A blue plaque will be unveiled today in Belfast to the Irish Volunteer who tried to ‘call off’ the Easter Rising.
The Ulster History Circle will commemorate Eoin Mac Neill, who lived from 1867 to 1945 and was known as a Gaelic scholar, historian and politician.
He was born John McNeill on May 15, 1867 to parents, Archibald and Rosetta, in Glenarm village.
He boarded in St Malachy’s College from 1881 until 1887 and according to the archivist at the college, was a brilliant student.
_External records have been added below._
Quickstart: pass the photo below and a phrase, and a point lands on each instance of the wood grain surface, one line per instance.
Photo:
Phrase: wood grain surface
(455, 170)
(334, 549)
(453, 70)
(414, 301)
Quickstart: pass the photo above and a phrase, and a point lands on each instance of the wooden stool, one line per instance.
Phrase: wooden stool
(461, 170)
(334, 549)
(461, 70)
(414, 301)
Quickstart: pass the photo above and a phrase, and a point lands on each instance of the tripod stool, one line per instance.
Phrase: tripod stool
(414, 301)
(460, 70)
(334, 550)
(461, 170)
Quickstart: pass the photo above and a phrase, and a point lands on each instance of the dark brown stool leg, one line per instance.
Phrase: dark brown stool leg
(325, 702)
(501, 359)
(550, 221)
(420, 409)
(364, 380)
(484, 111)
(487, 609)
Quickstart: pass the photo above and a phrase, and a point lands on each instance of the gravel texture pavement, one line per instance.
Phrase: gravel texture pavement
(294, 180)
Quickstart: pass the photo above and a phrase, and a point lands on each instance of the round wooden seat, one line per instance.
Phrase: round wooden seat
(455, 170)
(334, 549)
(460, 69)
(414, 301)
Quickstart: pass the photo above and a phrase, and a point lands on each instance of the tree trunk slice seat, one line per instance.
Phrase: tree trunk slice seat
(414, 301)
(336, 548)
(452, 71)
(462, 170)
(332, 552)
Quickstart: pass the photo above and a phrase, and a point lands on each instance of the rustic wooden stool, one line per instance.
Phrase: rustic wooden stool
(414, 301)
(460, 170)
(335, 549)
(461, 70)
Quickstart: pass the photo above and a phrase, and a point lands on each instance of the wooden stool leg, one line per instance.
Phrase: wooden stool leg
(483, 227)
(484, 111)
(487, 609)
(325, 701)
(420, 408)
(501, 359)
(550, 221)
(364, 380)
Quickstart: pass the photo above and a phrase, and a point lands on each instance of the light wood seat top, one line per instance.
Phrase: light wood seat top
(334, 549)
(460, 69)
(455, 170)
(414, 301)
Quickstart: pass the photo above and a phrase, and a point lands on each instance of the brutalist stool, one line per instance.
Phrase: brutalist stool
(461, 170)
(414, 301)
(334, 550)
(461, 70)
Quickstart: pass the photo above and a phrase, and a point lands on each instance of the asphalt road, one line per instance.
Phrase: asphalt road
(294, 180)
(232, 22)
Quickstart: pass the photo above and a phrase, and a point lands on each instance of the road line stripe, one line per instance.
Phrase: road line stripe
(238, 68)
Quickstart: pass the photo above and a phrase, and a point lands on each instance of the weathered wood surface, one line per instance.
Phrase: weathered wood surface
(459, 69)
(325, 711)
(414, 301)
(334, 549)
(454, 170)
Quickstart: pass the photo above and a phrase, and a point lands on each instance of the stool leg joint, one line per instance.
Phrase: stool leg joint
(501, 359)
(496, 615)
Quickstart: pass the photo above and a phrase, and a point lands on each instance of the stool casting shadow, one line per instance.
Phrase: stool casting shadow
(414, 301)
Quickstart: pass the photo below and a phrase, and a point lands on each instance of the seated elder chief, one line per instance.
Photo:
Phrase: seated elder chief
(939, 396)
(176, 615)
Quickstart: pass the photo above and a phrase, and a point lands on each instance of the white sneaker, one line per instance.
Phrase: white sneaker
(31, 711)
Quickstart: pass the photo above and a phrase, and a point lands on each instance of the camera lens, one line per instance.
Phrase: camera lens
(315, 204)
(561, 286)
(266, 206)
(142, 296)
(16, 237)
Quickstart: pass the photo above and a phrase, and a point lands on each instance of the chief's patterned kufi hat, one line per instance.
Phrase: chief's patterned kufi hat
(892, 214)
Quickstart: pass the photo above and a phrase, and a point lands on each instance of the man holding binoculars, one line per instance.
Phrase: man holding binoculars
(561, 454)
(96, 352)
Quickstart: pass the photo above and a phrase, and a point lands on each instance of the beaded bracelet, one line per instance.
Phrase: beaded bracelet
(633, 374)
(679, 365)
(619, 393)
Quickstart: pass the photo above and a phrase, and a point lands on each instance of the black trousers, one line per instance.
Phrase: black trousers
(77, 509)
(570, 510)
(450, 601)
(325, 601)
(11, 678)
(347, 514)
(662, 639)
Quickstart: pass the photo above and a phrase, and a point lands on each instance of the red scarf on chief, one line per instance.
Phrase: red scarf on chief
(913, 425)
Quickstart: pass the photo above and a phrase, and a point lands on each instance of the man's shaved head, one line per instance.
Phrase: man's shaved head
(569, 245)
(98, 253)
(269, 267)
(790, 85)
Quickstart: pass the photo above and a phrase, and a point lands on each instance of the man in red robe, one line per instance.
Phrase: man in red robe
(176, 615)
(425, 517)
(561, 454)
At St Malachy’s and Queen’s College, Belfast, he studied for degree exams of the Royal University of Ireland and obtained a BA in jurisprudence, constitutional history and political economy.
Mr Mac Neill was a passionate advocate for the Irish language and in 1893 together with Dr Douglas Hyde, he co-founded the Gaelic League (Conradh na Gaeilige).
As chief of staff of the Irish Volunteers he famously attempted to ‘call off’ the Easter Rising of 1916 and later became one of the key builders of the Irish Free State.
He made major contributions to Irish scholarship, particularly as president of the Irish Manuscripts Commission. He was also president of the Irish Historical Society, the Royal Society of Antiquaries of Ireland and the Royal Irish Academy.
The plaque will be unveiled at 11.30am at St Malachy’s College on Antrim Road. Guest of honour will be Mr Mac Neill’s grandson, Senator Michael McDowell, a member of the Oireachtas and former tanaiste.